After an excellent run at last year’s Fringe with Madonna or Whore?, Holly Morgan returns to Edinburgh with a show that treads along the same lines. This time the comedian moves away from the historical objectification of women, and turns her attention instead to their historical persecution.

Morgan – joined as ever by husband Tom Moores – tells the story of ‘witches’ throughout history using shoddy props, a Powerpoint presentation and, of course, her incredible knack for impersonating legendary female singers. The brilliance of the production is in its ability to mesh these different formats in a way that never feels confusing or rushed. That’s largely down to Morgan herself – she’s a warm and likable personality, with a clear distinction between the ‘act’ and her genuine feelings.

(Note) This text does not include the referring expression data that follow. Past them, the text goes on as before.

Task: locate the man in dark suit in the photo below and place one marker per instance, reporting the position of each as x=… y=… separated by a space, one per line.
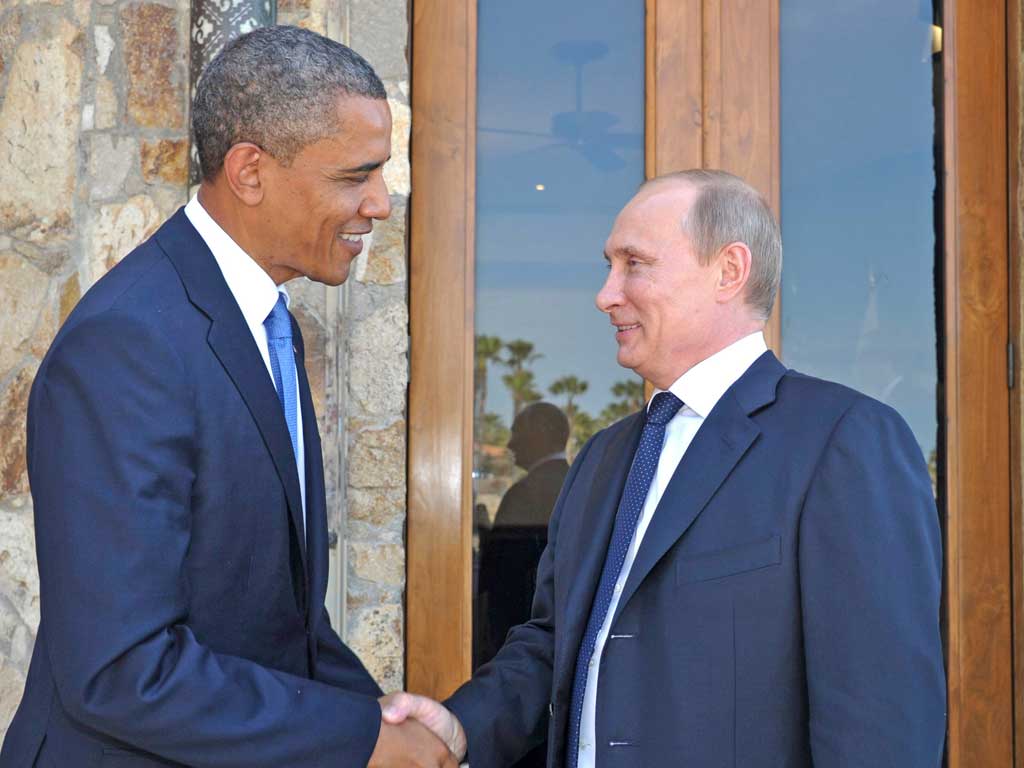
x=744 y=573
x=174 y=458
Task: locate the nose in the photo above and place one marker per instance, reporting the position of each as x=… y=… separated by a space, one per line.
x=610 y=294
x=377 y=204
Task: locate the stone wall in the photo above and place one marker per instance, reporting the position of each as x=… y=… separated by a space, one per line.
x=93 y=157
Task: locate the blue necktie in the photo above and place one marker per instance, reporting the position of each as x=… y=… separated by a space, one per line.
x=279 y=341
x=663 y=408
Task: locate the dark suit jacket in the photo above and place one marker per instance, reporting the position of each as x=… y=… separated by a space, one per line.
x=782 y=609
x=182 y=609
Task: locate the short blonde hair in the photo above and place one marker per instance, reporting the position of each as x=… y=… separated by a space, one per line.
x=728 y=210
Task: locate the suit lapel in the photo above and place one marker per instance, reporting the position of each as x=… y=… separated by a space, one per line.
x=316 y=536
x=592 y=534
x=719 y=444
x=233 y=345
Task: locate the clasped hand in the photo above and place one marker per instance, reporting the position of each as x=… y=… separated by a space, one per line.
x=417 y=732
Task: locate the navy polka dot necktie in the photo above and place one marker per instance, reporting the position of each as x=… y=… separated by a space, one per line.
x=663 y=408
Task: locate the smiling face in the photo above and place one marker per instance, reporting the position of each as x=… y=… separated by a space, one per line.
x=664 y=303
x=316 y=209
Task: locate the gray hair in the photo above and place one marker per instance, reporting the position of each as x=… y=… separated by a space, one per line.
x=728 y=210
x=279 y=88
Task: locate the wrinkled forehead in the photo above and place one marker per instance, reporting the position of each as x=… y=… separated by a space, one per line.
x=654 y=216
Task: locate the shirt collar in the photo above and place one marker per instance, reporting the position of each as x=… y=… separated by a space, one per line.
x=702 y=386
x=252 y=288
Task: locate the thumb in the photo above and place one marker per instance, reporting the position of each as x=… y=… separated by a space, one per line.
x=396 y=708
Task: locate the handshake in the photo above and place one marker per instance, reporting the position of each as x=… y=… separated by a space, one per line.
x=417 y=732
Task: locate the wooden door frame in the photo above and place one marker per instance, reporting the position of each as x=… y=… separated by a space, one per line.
x=979 y=642
x=706 y=109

Talk of witch-hunts inevitably leads Morgan to discuss twenty first-century persecution and American presidents but there is an abruptness to that which feels a bit jarring, as if it was tacked on. It’s when Morgan talks about her own experiences that the show is at its best though, these anecdotes acting both as comic throughline and, eventually, the emotional crescendo.

There’s a lot to like about this hour-long show, not only for its entertainment value but as an astute social commentary on the continued mistreatment of women in the modern world. However, it’s important not to trivialise that entertainment value, because this is a hilarious and fun show from a very accomplished performer.